Suppose 4.00mol of an ideal gas undergoes a reversible isothermal expansion from volume${\mathit{v}}_{\mathbf{1}}$ to${\mathit{v}}_{\mathbf{2}}\mathbf{=}\mathbf{2}\mathbf{.}\mathbf{00}{\mathit{V}}_{\mathbf{1}}$ volume at temperature T = 400 K . (a) Find the work done by the gas and (b) Find the entropy change of the gas (c) If the expansion is reversible and adiabatic instead of isothermal, what is the entropy change of the gas?

Short answer

1. The work done by the gas is $9.22\times {10}^3\mathrm{J}$
2. The entropy change of the gas is$23.1\mathrm{J}/\mathrm{K}$
3. If expansion is reversible and adiabatic instead of isothermal, the entropy change of the gas is zero.

Step-by-step solution

The given data

1. $V_2=2.00V_1$Mole of an idea gas,$\mathrm{n}=4.00\mathrm{mol}$
2. Volume change in the isothermal process, from $V_1$to
3. Change takes place at temperature, T = 400 K

Understanding the concept of isothermal and adiabatic expansion change

In an isothermal process, the temperature stays constant; however, in an adiabatic process, the temperature changes because internal energy is changed rather than heat being transported. We can find the work done by the gas using the formula for work done in an isothermal process. Then the entropy change of the gas can be found using its formula for the isothermal process.

Formulae:
The work done by the gas during isothermal process, $W=nRTIn\left(\frac{V_2}{V_1}\right)$ …(i)

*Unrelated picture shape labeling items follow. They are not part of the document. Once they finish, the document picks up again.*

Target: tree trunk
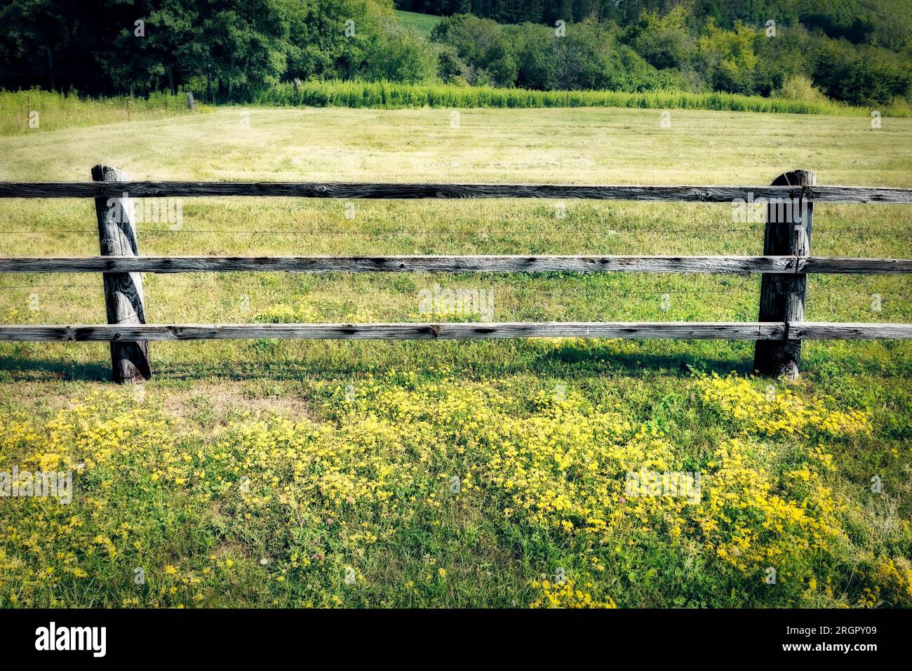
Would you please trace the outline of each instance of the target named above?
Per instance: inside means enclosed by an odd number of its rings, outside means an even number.
[[[51,90],[57,90],[57,82],[54,80],[54,57],[51,55],[50,45],[45,45],[45,50],[47,52],[47,72],[51,78]]]

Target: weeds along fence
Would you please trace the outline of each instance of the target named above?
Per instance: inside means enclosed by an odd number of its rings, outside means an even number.
[[[100,272],[107,324],[0,325],[0,341],[109,341],[113,379],[151,375],[150,341],[244,338],[437,340],[634,338],[755,341],[754,369],[797,377],[806,340],[912,339],[912,324],[804,321],[809,273],[910,273],[912,259],[811,256],[814,203],[912,204],[912,189],[818,186],[797,170],[770,186],[580,186],[533,184],[131,182],[97,165],[93,182],[0,183],[2,198],[94,198],[100,256],[5,257],[0,272]],[[143,257],[130,199],[179,196],[304,198],[588,198],[699,203],[766,203],[763,255]],[[268,270],[323,272],[674,272],[761,273],[752,322],[505,322],[147,324],[140,273]]]

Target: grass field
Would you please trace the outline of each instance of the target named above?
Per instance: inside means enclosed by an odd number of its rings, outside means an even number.
[[[134,179],[765,184],[805,168],[823,184],[912,186],[912,120],[671,119],[476,110],[453,127],[445,110],[223,108],[3,137],[0,179],[87,180],[105,163]],[[93,207],[0,202],[0,255],[96,254]],[[181,209],[179,226],[139,225],[141,253],[762,246],[762,224],[734,221],[729,205],[206,198]],[[907,207],[818,205],[813,248],[909,257],[910,228]],[[3,323],[104,321],[97,276],[0,283]],[[752,320],[759,295],[759,278],[741,276],[144,276],[152,322],[425,321],[420,295],[435,284],[492,292],[497,321]],[[807,318],[908,322],[908,290],[900,277],[813,276]],[[76,471],[68,506],[0,502],[0,605],[912,605],[908,342],[805,344],[794,384],[751,377],[747,342],[151,351],[155,377],[137,392],[105,382],[107,346],[0,345],[0,463]],[[631,497],[625,473],[639,468],[700,472],[700,502]]]
[[[415,28],[425,37],[430,37],[430,31],[440,22],[440,16],[433,14],[420,14],[418,12],[403,12],[396,10],[396,18],[404,26]]]

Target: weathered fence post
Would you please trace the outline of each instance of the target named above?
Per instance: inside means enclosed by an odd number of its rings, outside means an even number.
[[[806,170],[781,174],[773,186],[813,186],[816,175]],[[797,200],[771,202],[766,206],[763,254],[806,257],[811,254],[811,224],[814,203]],[[803,321],[807,275],[803,273],[763,273],[760,285],[760,321]],[[753,368],[762,375],[798,378],[801,341],[757,341]]]
[[[95,182],[126,182],[127,175],[107,165],[92,168]],[[128,194],[121,198],[96,198],[95,214],[98,220],[98,242],[105,257],[136,257],[136,224]],[[142,276],[140,273],[102,273],[105,283],[105,307],[109,324],[146,323],[142,301]],[[149,367],[149,343],[111,342],[111,365],[114,382],[142,383],[151,377]]]

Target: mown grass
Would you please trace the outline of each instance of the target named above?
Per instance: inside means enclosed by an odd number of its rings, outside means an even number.
[[[101,162],[135,179],[763,184],[806,168],[912,185],[907,120],[681,110],[663,129],[650,110],[480,110],[454,128],[434,110],[252,108],[244,127],[242,111],[3,138],[0,179],[84,180]],[[140,250],[762,251],[762,224],[728,205],[567,202],[559,218],[546,202],[358,201],[349,218],[346,204],[184,199],[179,227],[140,224]],[[97,253],[90,202],[0,213],[0,254]],[[818,205],[812,245],[907,257],[909,224],[904,207]],[[104,321],[100,278],[0,279],[4,323]],[[740,276],[144,276],[149,320],[166,322],[427,320],[419,292],[435,283],[493,289],[496,320],[750,320],[759,293]],[[907,322],[908,288],[815,276],[808,319]],[[2,463],[82,465],[69,506],[0,504],[3,605],[910,603],[907,342],[807,343],[794,385],[752,379],[747,342],[151,351],[137,393],[104,382],[104,345],[0,345]],[[642,465],[700,471],[700,503],[624,497]]]
[[[437,16],[433,14],[420,14],[419,12],[403,12],[397,9],[396,18],[403,26],[415,28],[425,37],[430,37],[430,31],[440,22],[441,16]]]

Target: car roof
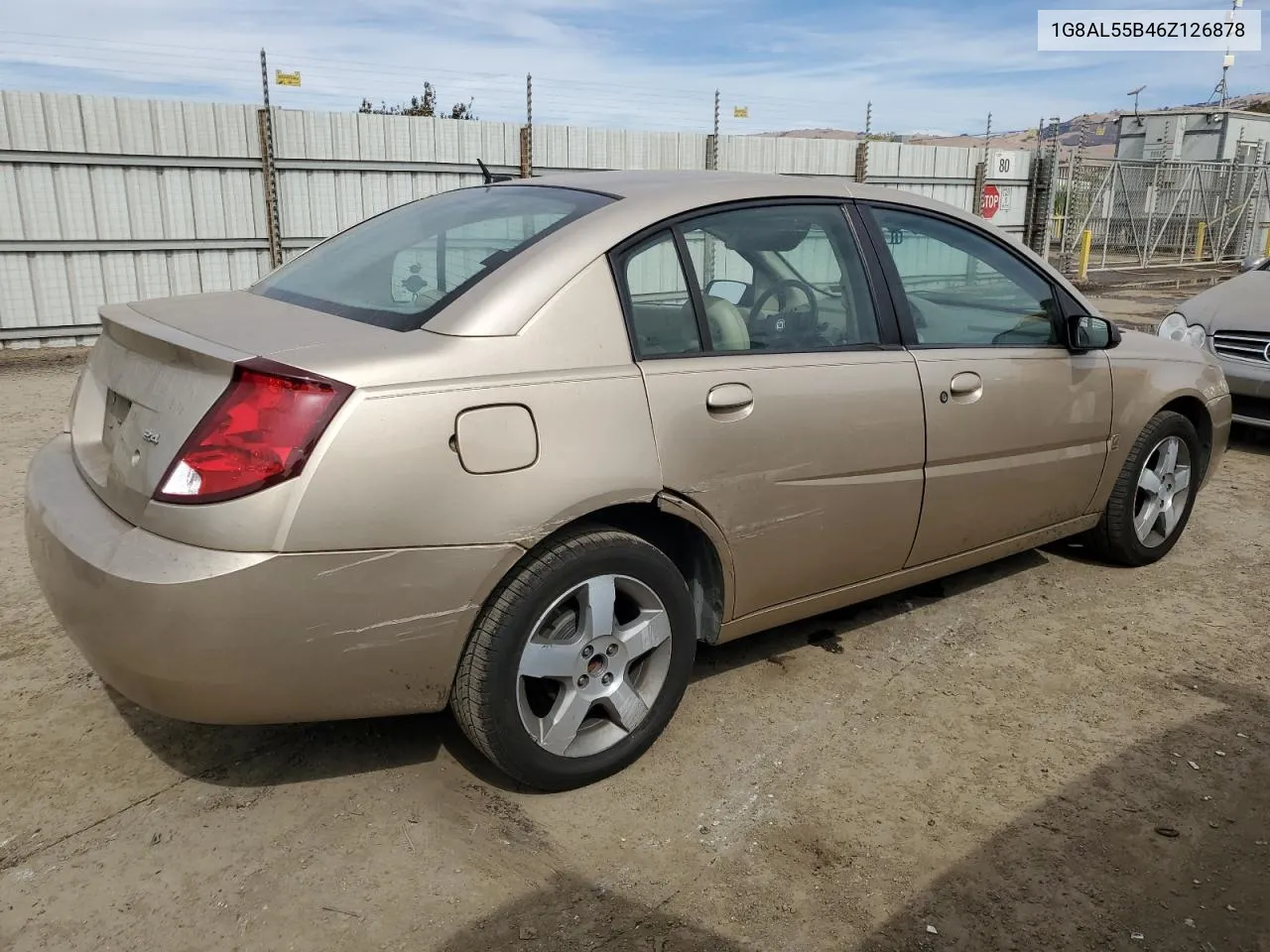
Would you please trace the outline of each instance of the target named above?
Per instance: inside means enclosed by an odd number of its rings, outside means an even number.
[[[583,268],[629,237],[667,218],[729,202],[767,198],[885,201],[926,208],[993,230],[991,222],[912,192],[836,176],[706,170],[570,171],[511,179],[472,188],[572,188],[613,197],[541,241],[526,245],[489,281],[481,281],[428,321],[425,330],[457,336],[518,334],[530,317]],[[1044,267],[1030,249],[1021,254]],[[1053,274],[1053,272],[1050,272]],[[1059,284],[1083,298],[1062,275]],[[1091,308],[1092,311],[1092,308]]]
[[[850,182],[832,175],[777,175],[754,171],[701,169],[644,169],[638,171],[570,171],[513,179],[508,184],[577,188],[615,198],[654,201],[662,209],[687,212],[709,204],[756,198],[864,198],[955,211],[911,192]],[[674,215],[676,212],[671,212]]]

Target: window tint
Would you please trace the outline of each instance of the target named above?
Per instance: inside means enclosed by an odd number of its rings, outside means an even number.
[[[864,264],[837,206],[767,206],[683,226],[714,350],[878,343]]]
[[[1058,344],[1049,283],[964,225],[875,208],[921,344]]]
[[[541,185],[444,192],[354,225],[251,291],[363,324],[418,330],[517,251],[612,201]]]
[[[640,357],[701,350],[688,282],[669,231],[629,251],[621,264]]]

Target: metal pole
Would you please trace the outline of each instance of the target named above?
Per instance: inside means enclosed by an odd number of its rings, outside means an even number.
[[[1072,199],[1076,193],[1076,183],[1078,173],[1081,170],[1081,157],[1085,152],[1085,127],[1088,123],[1088,117],[1081,118],[1081,135],[1076,140],[1076,152],[1072,155],[1072,161],[1067,169],[1067,207],[1063,211],[1063,274],[1072,273],[1072,251],[1073,246],[1071,239],[1074,239],[1072,234]],[[1055,136],[1057,136],[1055,131]]]
[[[1147,260],[1151,258],[1153,250],[1153,242],[1151,240],[1151,230],[1156,227],[1156,202],[1160,195],[1160,166],[1156,165],[1156,171],[1151,176],[1151,188],[1147,190],[1147,231],[1143,235],[1142,242],[1142,255],[1139,260],[1142,267],[1147,267]]]
[[[264,90],[264,142],[260,150],[264,173],[264,209],[268,216],[269,261],[282,264],[282,226],[278,217],[278,173],[273,164],[273,109],[269,107],[269,63],[260,47],[260,86]]]
[[[710,168],[719,171],[719,90],[715,90],[714,138],[710,140]]]

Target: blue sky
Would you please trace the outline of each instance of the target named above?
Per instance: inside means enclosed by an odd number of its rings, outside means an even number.
[[[1247,0],[1264,9],[1266,0]],[[1048,3],[1050,8],[1099,6]],[[1128,6],[1128,4],[1120,4]],[[1223,9],[1149,0],[1149,9]],[[1208,96],[1222,55],[1040,53],[1038,4],[919,0],[13,0],[0,30],[0,89],[254,102],[259,50],[304,85],[297,108],[409,98],[521,121],[725,132],[833,126],[897,132],[1025,128],[1129,104]],[[1270,24],[1266,24],[1270,27]],[[1233,94],[1270,90],[1270,55],[1237,53]],[[749,119],[732,118],[748,105]]]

Where, R is gas constant = $8.314\mathrm{J}.{\mathrm{mol}}^{-1}.{\mathrm{K}}^{-1}$

The entropy change by the gas, $∆S=\frac{Q}{T}$ …(ii)

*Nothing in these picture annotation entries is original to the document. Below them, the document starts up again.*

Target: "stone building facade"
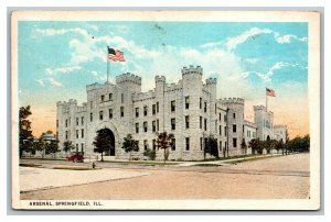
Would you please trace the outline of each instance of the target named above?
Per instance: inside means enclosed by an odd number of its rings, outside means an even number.
[[[93,84],[86,87],[87,102],[76,100],[57,102],[56,134],[60,144],[72,141],[77,152],[94,156],[93,141],[99,129],[108,129],[114,138],[106,153],[115,158],[128,158],[121,148],[124,137],[131,134],[139,141],[134,158],[143,158],[147,148],[157,151],[158,132],[174,134],[174,147],[169,159],[197,160],[204,158],[205,138],[217,140],[220,156],[241,155],[241,144],[253,138],[266,140],[274,135],[273,113],[264,107],[254,107],[255,123],[244,120],[245,100],[217,99],[217,80],[205,79],[197,66],[184,67],[182,79],[167,84],[164,76],[156,76],[156,88],[141,92],[141,78],[132,74],[116,77],[116,82]],[[268,124],[266,124],[268,123]]]

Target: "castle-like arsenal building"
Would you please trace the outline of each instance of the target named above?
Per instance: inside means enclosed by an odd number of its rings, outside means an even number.
[[[156,137],[158,132],[168,132],[174,134],[169,159],[197,160],[204,158],[203,146],[209,136],[217,140],[220,156],[244,154],[243,140],[246,144],[268,136],[286,141],[286,126],[274,125],[273,112],[255,106],[255,122],[246,121],[245,100],[218,99],[217,80],[209,78],[203,82],[200,66],[183,67],[182,79],[177,84],[167,84],[164,76],[156,76],[154,81],[153,90],[141,92],[141,78],[124,74],[116,77],[116,84],[88,85],[87,102],[82,106],[73,99],[57,102],[60,146],[72,141],[77,152],[94,156],[96,132],[107,129],[114,138],[107,156],[129,158],[121,144],[131,134],[139,141],[135,158],[143,159],[143,152],[150,148],[157,151],[157,159],[162,159],[163,151],[158,151]]]

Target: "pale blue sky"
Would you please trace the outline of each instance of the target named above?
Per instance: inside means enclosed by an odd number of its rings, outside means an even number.
[[[217,77],[218,98],[264,103],[270,87],[276,110],[292,112],[290,99],[308,112],[308,41],[307,23],[19,22],[20,104],[47,109],[51,121],[56,101],[86,101],[86,85],[106,80],[109,45],[127,60],[110,64],[110,80],[134,73],[148,90],[156,75],[178,81],[183,66],[200,65]]]

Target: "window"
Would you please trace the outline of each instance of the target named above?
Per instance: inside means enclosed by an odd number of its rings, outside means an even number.
[[[185,97],[185,109],[190,108],[190,97]]]
[[[124,116],[124,107],[120,107],[120,116]]]
[[[171,101],[171,112],[174,112],[175,111],[175,101],[172,100]]]
[[[189,129],[190,127],[190,115],[185,116],[185,127]]]
[[[136,133],[139,133],[139,123],[136,123]]]
[[[171,151],[175,151],[175,138],[171,138]]]
[[[139,108],[136,108],[136,118],[139,118]]]
[[[148,148],[148,144],[147,144],[147,140],[143,141],[143,149],[147,151]]]
[[[204,131],[206,131],[206,119],[204,119]]]
[[[237,138],[233,138],[233,147],[237,147]]]
[[[99,111],[99,120],[104,120],[104,111]]]
[[[200,129],[202,129],[202,116],[200,116]]]
[[[143,132],[147,132],[147,122],[143,122]]]
[[[190,137],[185,137],[186,151],[190,151]]]
[[[143,107],[143,115],[147,115],[147,106]]]
[[[109,119],[111,120],[113,119],[113,109],[109,109]]]
[[[156,140],[152,140],[152,148],[153,148],[153,151],[157,149],[157,141]]]
[[[175,130],[175,119],[171,119],[171,130],[174,131]]]

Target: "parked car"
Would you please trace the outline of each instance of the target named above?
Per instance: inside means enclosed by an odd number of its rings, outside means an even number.
[[[74,163],[81,162],[81,163],[83,163],[84,162],[84,153],[82,153],[82,152],[73,153],[70,156],[67,156],[66,158],[67,158],[68,162],[74,162]]]

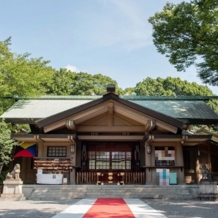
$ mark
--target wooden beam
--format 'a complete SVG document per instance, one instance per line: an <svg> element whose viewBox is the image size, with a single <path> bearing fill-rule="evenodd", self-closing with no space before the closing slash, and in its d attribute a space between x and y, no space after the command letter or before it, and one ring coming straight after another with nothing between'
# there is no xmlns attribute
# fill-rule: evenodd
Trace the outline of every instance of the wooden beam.
<svg viewBox="0 0 218 218"><path fill-rule="evenodd" d="M66 121L66 127L69 130L76 130L76 124L74 123L73 120L67 120Z"/></svg>
<svg viewBox="0 0 218 218"><path fill-rule="evenodd" d="M136 120L137 122L139 122L139 123L141 123L143 125L146 125L148 120L154 120L155 119L154 117L147 116L147 115L145 115L145 114L143 114L143 113L141 113L139 111L130 110L126 106L122 107L122 106L117 105L117 104L114 106L114 111L119 113L119 114L122 114L122 115L124 115L126 117L129 117L129 118L131 118L133 120ZM160 126L160 127L164 128L164 129L167 129L172 133L177 133L177 131L178 131L177 127L172 126L172 125L170 125L168 123L164 123L164 122L162 122L160 120L155 120L155 122L156 122L157 126Z"/></svg>
<svg viewBox="0 0 218 218"><path fill-rule="evenodd" d="M105 135L105 136L99 136L99 135L81 135L78 136L79 140L90 140L90 141L141 141L143 140L144 135L133 135L133 136L113 136L113 135Z"/></svg>
<svg viewBox="0 0 218 218"><path fill-rule="evenodd" d="M144 126L77 126L78 132L143 132Z"/></svg>
<svg viewBox="0 0 218 218"><path fill-rule="evenodd" d="M148 120L145 125L145 132L149 133L155 128L156 122L153 120Z"/></svg>
<svg viewBox="0 0 218 218"><path fill-rule="evenodd" d="M84 111L78 115L73 116L73 120L76 124L82 123L85 120L88 120L97 115L103 114L108 111L108 107L105 105L101 105L98 108L90 108L89 110Z"/></svg>
<svg viewBox="0 0 218 218"><path fill-rule="evenodd" d="M76 114L74 116L68 117L66 119L63 119L63 120L57 121L55 123L52 123L52 124L50 124L48 126L45 126L43 128L43 130L44 130L45 133L47 133L47 132L50 132L50 131L52 131L54 129L64 127L66 125L67 120L73 120L74 125L75 125L75 124L83 122L83 121L85 121L87 119L90 119L91 117L94 117L94 116L97 116L99 114L105 113L107 111L108 111L107 105L101 105L100 107L87 109L86 111L83 111L83 112L81 112L79 114Z"/></svg>

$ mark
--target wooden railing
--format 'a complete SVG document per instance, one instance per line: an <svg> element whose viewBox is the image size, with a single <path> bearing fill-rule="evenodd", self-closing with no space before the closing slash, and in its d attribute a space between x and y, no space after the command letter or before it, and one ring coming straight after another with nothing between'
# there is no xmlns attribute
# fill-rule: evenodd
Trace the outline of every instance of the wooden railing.
<svg viewBox="0 0 218 218"><path fill-rule="evenodd" d="M127 172L124 174L125 184L145 184L144 172Z"/></svg>
<svg viewBox="0 0 218 218"><path fill-rule="evenodd" d="M43 169L43 171L69 172L73 169L71 158L35 158L34 169Z"/></svg>
<svg viewBox="0 0 218 218"><path fill-rule="evenodd" d="M97 173L95 172L78 172L76 176L77 184L96 184Z"/></svg>
<svg viewBox="0 0 218 218"><path fill-rule="evenodd" d="M123 184L145 184L144 172L126 172L122 175ZM97 184L98 176L96 172L78 172L76 176L77 184Z"/></svg>

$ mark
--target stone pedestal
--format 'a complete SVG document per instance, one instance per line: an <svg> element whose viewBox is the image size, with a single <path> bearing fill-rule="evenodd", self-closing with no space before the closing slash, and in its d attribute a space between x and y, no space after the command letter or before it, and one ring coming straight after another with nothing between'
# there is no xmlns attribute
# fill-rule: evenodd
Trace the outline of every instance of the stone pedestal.
<svg viewBox="0 0 218 218"><path fill-rule="evenodd" d="M200 199L216 200L218 198L216 181L201 181L199 183L198 197Z"/></svg>
<svg viewBox="0 0 218 218"><path fill-rule="evenodd" d="M3 182L3 192L1 194L1 200L3 199L14 199L14 200L24 200L24 195L22 193L23 182L21 180L7 179Z"/></svg>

(a) Calculation of the work done by the gas

During the isothermal process, work done by the gas using equation (i) and the given values can be given as:

$$\begin{gathered} W=\left(4\mathrm{mol}\right)\left(8.314\mathrm{J}.{\mathrm{mol}}^{-1}.\mathrm{K}\right)\left(400\mathrm{K}\right)In\left(\frac{2V_1}{V_1}\right) \\ =9220\mathrm{J} \\ \approx 9.22\times {10}^3\mathrm{J} \end{gathered}$$

Hence, the value of the work done by the gas is$9.22\times {10}^3\mathrm{J}$

(b) Calculation of the entropy change by the gas

In isothermal process, the heat transferred b y the body is equal to the work done by the gas for constant temperature. So, Q = W

From equation (ii) and using the given values, we can get the entropy change by the gas as follows:

$$\begin{gathered} ∆S=\frac{W}{T} \\ =\frac{9220\mathrm{J}}{400\mathrm{K}} \\ =23.05\mathrm{J}/\mathrm{K} \\ \approx 23.1\mathrm{J}/\mathrm{K} \end{gathered}$$

Hence, the value of the entropy change by the gas is 23.1 J/K

(c) Calculation of the entropy change by the gas in adiabatic process

For reversible adiabatic processes, entropy is constant. Hence, entropy change of the gas, if the expansion is reversible and adiabatic is zero.